Step 4.1 Create a pipeline The function sets up a Pipeline that first applies the preprocessing steps defined earlier and then passes the transformed data to the Logistic Regression classifier.

Step 4.2 Train the model It uses the fit method on the training data. This is where the model learns the relationships between features and the likelihood of a bounce.

Step 4.3 Make predictions on the test set After training the model predicts whether sessions in the unseen test set will bounce or not.

Step 4.4 Evaluate the model The function calculates accuracy score to measure the overall correctness of predictions. It also generates a classification report that provides detailed metrics such as precision recall and F1 score for both bounced and non-bounced sessions.

Output It prints the accuracy and the full classification report of the model.

6. Running the Script: The Main Block This corresponds to MAIN EXECUTION 1 to 6 in the code. This section puts everything into action when you run the Python file.

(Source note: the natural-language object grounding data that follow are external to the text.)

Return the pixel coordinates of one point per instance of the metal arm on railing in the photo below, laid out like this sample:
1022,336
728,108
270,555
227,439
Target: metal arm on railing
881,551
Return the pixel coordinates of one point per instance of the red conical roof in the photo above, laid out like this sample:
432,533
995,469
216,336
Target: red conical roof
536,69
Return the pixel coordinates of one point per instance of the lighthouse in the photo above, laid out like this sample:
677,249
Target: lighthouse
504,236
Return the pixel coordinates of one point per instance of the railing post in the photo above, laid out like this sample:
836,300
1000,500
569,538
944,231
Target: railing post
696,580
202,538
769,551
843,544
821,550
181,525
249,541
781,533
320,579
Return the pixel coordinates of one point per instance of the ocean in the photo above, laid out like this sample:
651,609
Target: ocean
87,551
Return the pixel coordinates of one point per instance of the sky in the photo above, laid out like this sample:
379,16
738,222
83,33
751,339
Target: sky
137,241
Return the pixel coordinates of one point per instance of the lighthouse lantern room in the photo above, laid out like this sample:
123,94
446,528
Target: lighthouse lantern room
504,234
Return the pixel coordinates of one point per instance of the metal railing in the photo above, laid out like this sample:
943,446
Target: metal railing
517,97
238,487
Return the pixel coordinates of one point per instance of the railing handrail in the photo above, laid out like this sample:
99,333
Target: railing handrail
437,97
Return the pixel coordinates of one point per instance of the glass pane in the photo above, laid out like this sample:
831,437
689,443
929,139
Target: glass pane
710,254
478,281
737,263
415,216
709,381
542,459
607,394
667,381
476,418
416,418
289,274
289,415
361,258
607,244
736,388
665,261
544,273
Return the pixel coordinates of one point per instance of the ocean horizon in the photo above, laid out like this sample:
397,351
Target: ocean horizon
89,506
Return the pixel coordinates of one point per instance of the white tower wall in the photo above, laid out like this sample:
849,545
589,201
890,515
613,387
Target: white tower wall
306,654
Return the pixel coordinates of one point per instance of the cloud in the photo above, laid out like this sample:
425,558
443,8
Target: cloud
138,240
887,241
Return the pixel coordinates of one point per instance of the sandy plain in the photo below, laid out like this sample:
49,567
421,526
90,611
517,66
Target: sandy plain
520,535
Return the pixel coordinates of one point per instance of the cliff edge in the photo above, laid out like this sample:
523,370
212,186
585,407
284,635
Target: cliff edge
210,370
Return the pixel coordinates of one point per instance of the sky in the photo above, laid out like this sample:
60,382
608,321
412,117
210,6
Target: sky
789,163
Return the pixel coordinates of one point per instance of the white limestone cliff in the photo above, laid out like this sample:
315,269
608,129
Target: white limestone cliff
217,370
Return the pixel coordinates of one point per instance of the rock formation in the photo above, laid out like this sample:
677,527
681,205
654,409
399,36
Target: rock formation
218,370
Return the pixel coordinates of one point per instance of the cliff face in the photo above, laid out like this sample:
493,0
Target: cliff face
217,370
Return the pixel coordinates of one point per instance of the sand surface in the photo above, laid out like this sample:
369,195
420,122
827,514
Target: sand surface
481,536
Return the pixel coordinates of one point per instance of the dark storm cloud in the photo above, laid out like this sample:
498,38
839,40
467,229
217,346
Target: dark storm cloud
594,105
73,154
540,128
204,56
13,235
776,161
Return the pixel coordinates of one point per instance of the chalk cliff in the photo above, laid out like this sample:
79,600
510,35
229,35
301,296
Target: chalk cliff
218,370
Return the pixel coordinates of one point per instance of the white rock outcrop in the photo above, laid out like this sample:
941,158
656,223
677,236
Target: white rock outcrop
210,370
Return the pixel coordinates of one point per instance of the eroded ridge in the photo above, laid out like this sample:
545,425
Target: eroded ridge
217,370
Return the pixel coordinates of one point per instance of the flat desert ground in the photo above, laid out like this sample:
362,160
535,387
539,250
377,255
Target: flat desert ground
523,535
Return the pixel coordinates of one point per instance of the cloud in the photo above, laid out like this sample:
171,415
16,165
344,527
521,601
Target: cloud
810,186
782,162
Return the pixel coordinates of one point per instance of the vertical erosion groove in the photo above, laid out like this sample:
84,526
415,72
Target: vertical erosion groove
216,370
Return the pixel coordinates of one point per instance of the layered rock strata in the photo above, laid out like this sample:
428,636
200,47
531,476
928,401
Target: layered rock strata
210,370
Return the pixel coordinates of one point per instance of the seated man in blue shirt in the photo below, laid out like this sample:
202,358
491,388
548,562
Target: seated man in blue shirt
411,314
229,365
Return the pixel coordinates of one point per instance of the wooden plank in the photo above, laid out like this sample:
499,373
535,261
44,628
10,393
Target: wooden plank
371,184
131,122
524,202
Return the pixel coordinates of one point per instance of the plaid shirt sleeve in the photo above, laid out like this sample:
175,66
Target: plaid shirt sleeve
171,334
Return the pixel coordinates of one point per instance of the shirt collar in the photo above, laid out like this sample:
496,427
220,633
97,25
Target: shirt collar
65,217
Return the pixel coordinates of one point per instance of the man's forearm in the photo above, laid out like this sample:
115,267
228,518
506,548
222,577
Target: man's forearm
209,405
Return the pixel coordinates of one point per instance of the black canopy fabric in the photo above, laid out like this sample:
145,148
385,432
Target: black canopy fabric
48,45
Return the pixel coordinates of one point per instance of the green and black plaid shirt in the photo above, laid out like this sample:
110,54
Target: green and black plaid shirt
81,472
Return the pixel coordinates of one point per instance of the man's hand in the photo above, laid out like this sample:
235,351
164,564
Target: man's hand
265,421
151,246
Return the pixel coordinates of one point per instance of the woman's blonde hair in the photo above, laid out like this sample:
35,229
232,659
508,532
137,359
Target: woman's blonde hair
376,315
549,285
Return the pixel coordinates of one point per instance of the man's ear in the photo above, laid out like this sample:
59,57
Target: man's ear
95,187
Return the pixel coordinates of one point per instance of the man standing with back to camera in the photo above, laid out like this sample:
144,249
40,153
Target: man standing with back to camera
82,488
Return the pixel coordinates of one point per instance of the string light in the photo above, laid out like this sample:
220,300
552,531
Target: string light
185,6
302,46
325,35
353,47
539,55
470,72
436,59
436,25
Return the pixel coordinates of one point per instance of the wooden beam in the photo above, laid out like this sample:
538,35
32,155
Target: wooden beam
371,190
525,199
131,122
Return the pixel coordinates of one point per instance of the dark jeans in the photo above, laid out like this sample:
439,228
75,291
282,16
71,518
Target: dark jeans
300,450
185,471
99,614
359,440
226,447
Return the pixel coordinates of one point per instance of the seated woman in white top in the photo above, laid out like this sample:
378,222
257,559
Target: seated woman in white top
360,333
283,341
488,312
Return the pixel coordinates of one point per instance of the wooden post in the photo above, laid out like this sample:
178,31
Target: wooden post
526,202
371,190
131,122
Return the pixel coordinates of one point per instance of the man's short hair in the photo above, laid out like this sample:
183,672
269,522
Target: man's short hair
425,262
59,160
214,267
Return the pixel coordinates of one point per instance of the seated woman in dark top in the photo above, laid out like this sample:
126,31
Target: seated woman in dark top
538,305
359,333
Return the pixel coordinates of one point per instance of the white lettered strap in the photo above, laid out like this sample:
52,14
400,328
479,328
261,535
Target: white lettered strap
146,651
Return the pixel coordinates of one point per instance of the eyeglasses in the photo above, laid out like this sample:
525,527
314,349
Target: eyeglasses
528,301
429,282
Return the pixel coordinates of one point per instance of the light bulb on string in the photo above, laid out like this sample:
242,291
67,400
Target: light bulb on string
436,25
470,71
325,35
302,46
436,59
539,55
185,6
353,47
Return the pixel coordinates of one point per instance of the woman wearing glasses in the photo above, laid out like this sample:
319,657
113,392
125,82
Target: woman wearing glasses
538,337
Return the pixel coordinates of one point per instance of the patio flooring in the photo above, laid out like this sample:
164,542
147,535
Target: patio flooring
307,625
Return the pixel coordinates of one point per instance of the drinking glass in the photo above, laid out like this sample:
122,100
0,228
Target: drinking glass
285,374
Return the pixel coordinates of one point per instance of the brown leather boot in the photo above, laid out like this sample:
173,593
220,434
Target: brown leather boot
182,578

MAIN EXECUTION 1 This line ensures the code inside this block only runs when you directly start this Python file

MAIN EXECUTION 2 Connect to the database It calls the connect_to_db function to establish your database connection. If it fails the script stops

MAIN EXECUTION 3 Fetch session data If the connection is successful it calls fetch_session_data to retrieve your session level data

MAIN EXECUTION 4 Prepare data for ML If session data is fetched successfully it calls prepare_data_for_ml to preprocess the data

MAIN EXECUTION 5 Train and evaluate the model If data preparation succeeds it calls train_and_evaluate_model to build and assess the predictive model

MAIN EXECUTION 6 Close the database connection Finally it closes the database connection which is a good practice to free up resources

Overall Value of Bounce Rate Prediction with Machine Learning

Predicting bounce rate with machine learning is a significant advancement in your web analytics project. It allows you to move beyond simply observing bounces to proactively identifying and addressing them. By understanding which sessions are at risk you can implement targeted strategies to improve engagement and reduce abandonment.

This demonstrates your ability to apply supervised machine learning to real world business problems. This is a vital skill in data science and digital marketing.

Next Steps

You have successfully built and evaluated a machine learning model to predict bounce rate. This means you are now proficient in applying supervised machine learning for predictive analytics. The next exciting phase will be to develop a recommendation engine. This will involve using machine learning to suggest relevant pages or content to users. This will further enhance user engagement.

For now make sure you save this Python script in your E drive SankalanAnalytics backend folder. Name it something like 'predict_bounce_rate.py'.